Google Veo 2 vs Sora of Openai: What is the best video generation model?

Google Veo 2 vs Sora of Openai: What is the best video generation model?

The two American publishers offer video generation models in the state of art. Price, performance, realism… comparison of Veo 2 and Sora.

It is a market in full hatch. The generation of video from prompt begins to develop little by little over the improvement of foundation models. Dominated by Chinese players at first, the market has seen new American heavyweights arrive in recent months. Finally unveiled in December 2024 by Openai, Sora became a must. A few days later, Google in turn unveiled its house solution: Veo 2. A model slightly higher than that of Openai according to the classification of users of the Arena video of Artificial Analysis. Price, quality, realism, duration of productions … Comparison of these two titans of the video AI.
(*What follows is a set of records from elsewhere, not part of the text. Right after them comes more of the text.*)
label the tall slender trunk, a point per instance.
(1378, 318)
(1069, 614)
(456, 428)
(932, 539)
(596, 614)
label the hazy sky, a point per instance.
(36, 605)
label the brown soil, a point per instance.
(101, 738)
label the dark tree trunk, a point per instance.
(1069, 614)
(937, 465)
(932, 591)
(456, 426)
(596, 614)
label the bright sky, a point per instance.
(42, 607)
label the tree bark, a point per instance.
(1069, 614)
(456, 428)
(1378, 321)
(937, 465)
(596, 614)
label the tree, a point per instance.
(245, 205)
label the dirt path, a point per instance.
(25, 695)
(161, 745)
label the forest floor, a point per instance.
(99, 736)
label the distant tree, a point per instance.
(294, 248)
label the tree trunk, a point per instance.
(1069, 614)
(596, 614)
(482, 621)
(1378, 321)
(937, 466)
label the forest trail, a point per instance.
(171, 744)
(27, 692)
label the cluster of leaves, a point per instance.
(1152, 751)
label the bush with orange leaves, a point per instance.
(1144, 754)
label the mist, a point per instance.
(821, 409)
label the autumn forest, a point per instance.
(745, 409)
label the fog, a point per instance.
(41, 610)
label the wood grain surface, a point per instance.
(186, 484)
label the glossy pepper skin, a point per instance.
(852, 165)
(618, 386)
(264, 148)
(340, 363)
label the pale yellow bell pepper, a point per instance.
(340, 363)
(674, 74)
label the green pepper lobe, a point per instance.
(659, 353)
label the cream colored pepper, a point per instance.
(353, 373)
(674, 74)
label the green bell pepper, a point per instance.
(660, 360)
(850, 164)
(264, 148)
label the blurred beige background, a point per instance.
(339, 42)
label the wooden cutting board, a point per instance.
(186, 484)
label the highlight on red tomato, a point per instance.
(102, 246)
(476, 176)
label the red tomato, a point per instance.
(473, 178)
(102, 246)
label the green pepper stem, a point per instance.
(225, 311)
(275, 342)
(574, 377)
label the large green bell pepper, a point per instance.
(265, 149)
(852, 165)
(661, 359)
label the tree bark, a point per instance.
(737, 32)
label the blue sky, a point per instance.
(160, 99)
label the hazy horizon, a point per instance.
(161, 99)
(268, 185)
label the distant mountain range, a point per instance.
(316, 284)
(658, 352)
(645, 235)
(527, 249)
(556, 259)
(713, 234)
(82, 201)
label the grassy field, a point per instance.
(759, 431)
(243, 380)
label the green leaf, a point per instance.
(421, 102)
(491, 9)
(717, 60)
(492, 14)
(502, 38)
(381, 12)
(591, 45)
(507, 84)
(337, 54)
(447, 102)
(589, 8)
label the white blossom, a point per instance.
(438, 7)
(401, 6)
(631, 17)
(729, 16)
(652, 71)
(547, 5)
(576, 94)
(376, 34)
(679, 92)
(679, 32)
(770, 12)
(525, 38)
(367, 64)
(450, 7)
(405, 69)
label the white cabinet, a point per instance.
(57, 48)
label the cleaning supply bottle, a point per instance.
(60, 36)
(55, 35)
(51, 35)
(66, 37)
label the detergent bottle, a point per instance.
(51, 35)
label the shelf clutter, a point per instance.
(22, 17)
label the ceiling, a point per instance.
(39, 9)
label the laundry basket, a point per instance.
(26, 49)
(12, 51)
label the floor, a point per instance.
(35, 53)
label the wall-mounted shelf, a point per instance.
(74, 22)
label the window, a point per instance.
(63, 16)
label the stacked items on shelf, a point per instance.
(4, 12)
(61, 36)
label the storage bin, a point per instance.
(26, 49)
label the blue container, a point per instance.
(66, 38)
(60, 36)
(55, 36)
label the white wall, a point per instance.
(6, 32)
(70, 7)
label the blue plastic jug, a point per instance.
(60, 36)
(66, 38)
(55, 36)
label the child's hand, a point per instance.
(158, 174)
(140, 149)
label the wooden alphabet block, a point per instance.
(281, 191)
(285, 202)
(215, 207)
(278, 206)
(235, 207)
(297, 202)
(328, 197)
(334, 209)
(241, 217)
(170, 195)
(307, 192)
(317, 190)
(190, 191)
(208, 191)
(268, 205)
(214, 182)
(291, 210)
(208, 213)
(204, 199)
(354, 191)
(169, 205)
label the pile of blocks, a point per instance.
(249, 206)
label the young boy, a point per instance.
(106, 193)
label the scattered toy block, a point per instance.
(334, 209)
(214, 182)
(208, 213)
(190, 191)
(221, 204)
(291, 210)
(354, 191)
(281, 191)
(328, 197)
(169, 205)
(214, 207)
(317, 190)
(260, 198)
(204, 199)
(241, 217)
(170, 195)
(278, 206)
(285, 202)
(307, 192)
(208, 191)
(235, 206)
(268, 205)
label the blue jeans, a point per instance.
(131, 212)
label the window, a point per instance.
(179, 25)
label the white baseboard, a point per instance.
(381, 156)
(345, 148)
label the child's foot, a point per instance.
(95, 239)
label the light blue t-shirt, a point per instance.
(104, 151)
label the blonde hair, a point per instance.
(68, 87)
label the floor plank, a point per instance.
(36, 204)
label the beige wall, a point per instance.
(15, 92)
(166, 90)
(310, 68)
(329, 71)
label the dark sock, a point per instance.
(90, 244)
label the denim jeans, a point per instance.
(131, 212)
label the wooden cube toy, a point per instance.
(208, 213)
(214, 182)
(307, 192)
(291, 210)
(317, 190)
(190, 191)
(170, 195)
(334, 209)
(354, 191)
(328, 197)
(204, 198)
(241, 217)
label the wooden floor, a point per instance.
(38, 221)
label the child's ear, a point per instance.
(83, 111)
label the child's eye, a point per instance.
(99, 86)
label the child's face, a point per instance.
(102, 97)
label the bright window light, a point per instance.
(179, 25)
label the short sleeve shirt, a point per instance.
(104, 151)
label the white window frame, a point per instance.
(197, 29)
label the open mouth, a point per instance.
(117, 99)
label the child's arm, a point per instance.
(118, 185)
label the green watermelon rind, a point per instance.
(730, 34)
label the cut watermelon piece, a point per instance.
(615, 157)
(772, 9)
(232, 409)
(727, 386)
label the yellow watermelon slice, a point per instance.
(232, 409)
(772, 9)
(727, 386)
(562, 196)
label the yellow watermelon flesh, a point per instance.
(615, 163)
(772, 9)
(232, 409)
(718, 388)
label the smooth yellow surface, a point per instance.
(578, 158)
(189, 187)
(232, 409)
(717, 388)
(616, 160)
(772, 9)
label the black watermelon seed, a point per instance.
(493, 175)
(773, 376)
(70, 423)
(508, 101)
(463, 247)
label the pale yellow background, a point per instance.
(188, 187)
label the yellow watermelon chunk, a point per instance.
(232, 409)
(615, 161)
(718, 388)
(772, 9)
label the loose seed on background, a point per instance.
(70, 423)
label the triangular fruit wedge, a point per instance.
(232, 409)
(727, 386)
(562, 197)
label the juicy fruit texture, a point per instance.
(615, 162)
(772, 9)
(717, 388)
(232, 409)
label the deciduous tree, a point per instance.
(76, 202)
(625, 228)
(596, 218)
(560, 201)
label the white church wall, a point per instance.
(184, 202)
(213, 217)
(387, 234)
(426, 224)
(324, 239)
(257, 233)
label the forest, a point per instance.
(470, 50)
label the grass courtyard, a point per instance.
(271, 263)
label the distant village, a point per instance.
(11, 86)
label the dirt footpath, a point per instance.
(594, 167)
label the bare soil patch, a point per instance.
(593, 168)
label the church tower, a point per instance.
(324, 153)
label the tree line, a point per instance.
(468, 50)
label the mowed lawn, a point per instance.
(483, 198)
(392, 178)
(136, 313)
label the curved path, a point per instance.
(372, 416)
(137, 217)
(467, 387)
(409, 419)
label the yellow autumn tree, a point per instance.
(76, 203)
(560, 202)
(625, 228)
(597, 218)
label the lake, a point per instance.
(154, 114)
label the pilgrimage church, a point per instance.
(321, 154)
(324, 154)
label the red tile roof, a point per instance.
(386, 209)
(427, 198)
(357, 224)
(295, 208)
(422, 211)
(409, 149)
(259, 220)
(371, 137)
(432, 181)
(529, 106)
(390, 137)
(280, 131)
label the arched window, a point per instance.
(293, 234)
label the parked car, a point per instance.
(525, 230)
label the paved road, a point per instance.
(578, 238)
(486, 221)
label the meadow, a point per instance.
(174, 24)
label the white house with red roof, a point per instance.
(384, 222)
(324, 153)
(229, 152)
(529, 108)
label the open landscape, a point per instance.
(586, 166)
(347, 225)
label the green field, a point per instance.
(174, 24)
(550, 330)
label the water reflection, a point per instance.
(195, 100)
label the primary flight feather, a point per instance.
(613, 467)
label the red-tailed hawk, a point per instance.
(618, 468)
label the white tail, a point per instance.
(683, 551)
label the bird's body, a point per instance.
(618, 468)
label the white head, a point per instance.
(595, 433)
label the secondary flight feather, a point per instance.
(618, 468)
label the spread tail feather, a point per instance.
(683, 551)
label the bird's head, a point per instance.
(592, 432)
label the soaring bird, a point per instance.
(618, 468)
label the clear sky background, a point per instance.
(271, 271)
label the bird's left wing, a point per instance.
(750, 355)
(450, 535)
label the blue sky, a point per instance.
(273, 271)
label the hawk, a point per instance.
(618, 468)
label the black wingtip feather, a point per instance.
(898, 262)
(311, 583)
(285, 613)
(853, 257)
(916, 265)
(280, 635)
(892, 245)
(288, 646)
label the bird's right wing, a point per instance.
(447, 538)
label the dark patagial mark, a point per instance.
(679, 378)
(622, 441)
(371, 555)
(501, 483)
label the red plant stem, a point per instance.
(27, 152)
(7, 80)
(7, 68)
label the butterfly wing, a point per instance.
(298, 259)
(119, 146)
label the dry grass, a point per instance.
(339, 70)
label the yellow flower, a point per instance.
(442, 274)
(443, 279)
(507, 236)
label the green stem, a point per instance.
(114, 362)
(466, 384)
Different technical approaches

VEO 2 is based on a cascade system of several diffusion models. A basic model first generates a low resolution video from the user prompt. Spatial super-resolution models then improve visual quality. Finally, temporal refinement models guarantee consistency between images. This architecture allows Veo 2 to excel in the reproduction of the physical principles of the real world. Concretely, this results in more natural movements, more credible interactions between objects, and a better understanding of the laws of physics in generated videos. Google particularly highlights the capacity of Veo 2 to understand “the unique language of cinematography”: the model correctly interprets the instructions relating to objectives, angles and camera movements.

According to the analysis of researchers from Lehigh University (Pennsylvania), Sora uses a radically different architecture. While Google uses several cascading models, Sora is based on a single transforming of pre -worn diffusion with flexible scale capacities (the model can treat videos of different dimensions without standardizing them). Conversely, conventional approaches like that potentially used by Veo 2 tend to standardize formats (conversion to squares, fixed resolutions), which can cause information loss or distortions during the final rendering. Clearly, in theory, Sora can generate a vertical video for Tiktok, a horizontal for YouTube or a square for Instagram without compromise on visual composition or quality.

The JDN test

In practice, the Google and Openai models are ultimately quite close. According to our different tests, OpenAi offers a more photorealistic rendering than Veo 2. On the other hand, the Google model offers physically more credible videos.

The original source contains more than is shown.